# Assignment 2 for MQB7046: Modelling Public Health Data
Name: Chin Wei Hong </br>
Matrix Number: 22110451 </br>

__Question:__

Data were collected for 1,200 men and women in a study on mental health. In this cross-sectional study, all participants were asked a series of 20 questions about depressive symptoms, and a sum score of depressive symptoms was constructed.All other variables were also collected during interviews in the participants’ homes.The dataset consists of the following information:

|Variable|Coding|
|:------:|:----:|
|age|age in years|
|sex|sex: 1:"male", 2:"female"|
|educ|education: 1:"primary", 2:"vocational", 3:"secondary", 4:"university"|
|married|marital status: 0:"married", 1:"unmarried"|
|deprivation|material deprivation: 1:"yes", 0:"no"|
|bmi|body mass index in kg/m2|
|sbp|systolic blood pressure in mmHg|
|alcohol|problem drinking: 1:"yes", 0:"no"|
|smoke|current smoking: 1:"yes", 0:"no"|
|depscore|depression score: score range from 0 - 60|

Score of depressive symptoms (CES-D score) was constructed from 20 questions. The answers for each question are on a scale of 0-3, and the overall score ranges from 0-60. Score 0 means no depressive symptoms, score 60 means high score of depressive symptoms. Based on evidence from previous studies in various populations, respondents can be categorised into the following groups: </br>
a) not depressed (0–9 points), </br>
b) mildly depressed (10–15 points), </br>
c) moderately depressed (16–24 points), or </br>
d) severely depressed (more than 25 points). 

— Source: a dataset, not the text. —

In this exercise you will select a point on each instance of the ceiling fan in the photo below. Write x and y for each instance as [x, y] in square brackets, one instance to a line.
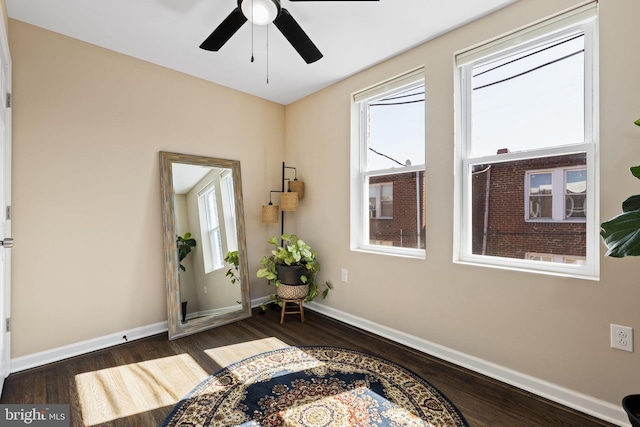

In other studies, a score of less than 16 indicates no depression, 16 and more indicates a clinically relevant depression.
The investigators are interested in the relationship between material deprivation of individuals and depression. It has been hypothesized that people who are more deprived are more likely to develop depression/more depressive symptoms than people in better material circumstances.
***
#### Instruction
Perform any relevant analyses and write a report that describe your analysis steps and summarise your findings.
1. State the related research question, objective and hypothesis based on the information provided above.
2. Summarise all variables available in the dataset.
3. Based on the information provided in (1), perform any required analyses to facilitate drawing relevant conclusions. Undertake any necessary data cleaning and preprocessing as needed. Use appropriate statistical methods or techniques and specify any assumptions necessary for the analysis. If warranted, provide justification for the chosen approach.
    1. Decide how you would like to analyse your dependent variable (continuous or categorical).
    2. Evaluate the association between possible risk factors and depression using non-regression and regression analysis.
    3. Also decide what variables that you need to consider as possible confounders or effect modifiers? If yes/no, provide your justifications
    4. Perform any additional analysis required to test these assumptions.
4. Summarise your results in appropriate tabular format and comment on your findings. State your conclusion.

In [1]:
import sys
import os
sys.path.append(os.path.dirname(os.getcwd()))

import pandas as pd
import numpy as np
import wh0102 as mphd

# Prepare the value information for each categorical data
data_dictionary = {
    "sex": {1:"male", 2:"female"},
    "educ":{1:"primary", 2:"vocational", 3:"secondary", 4:"university"},
    "married":{0:"married", 1:"unmarried"},
    "deprivation":{1:"yes", 0:"no"},
    "alcohol":{1:"yes", 0:"no"},
    "smoke":{1:"yes", 0:"no"},
}

# Prepare the depression score categorical information with {type:[[bins], [lables]]}
depscore_category = {2:[[0, 16, np.inf], ["no_depression", "clinically_relevant_depression"]],
                     4:[[0, 10, 16, 25, np.inf], ["no_depression", "mild_depress", "moderate_depress", "severe_depress"]]}

# Load the dataset
df = pd.read_csv("connass2.csv")

print("Display the head of dataframe to ensure the data properly loaded")
print(df.head().to_markdown(tablefmt = "pretty", index = False))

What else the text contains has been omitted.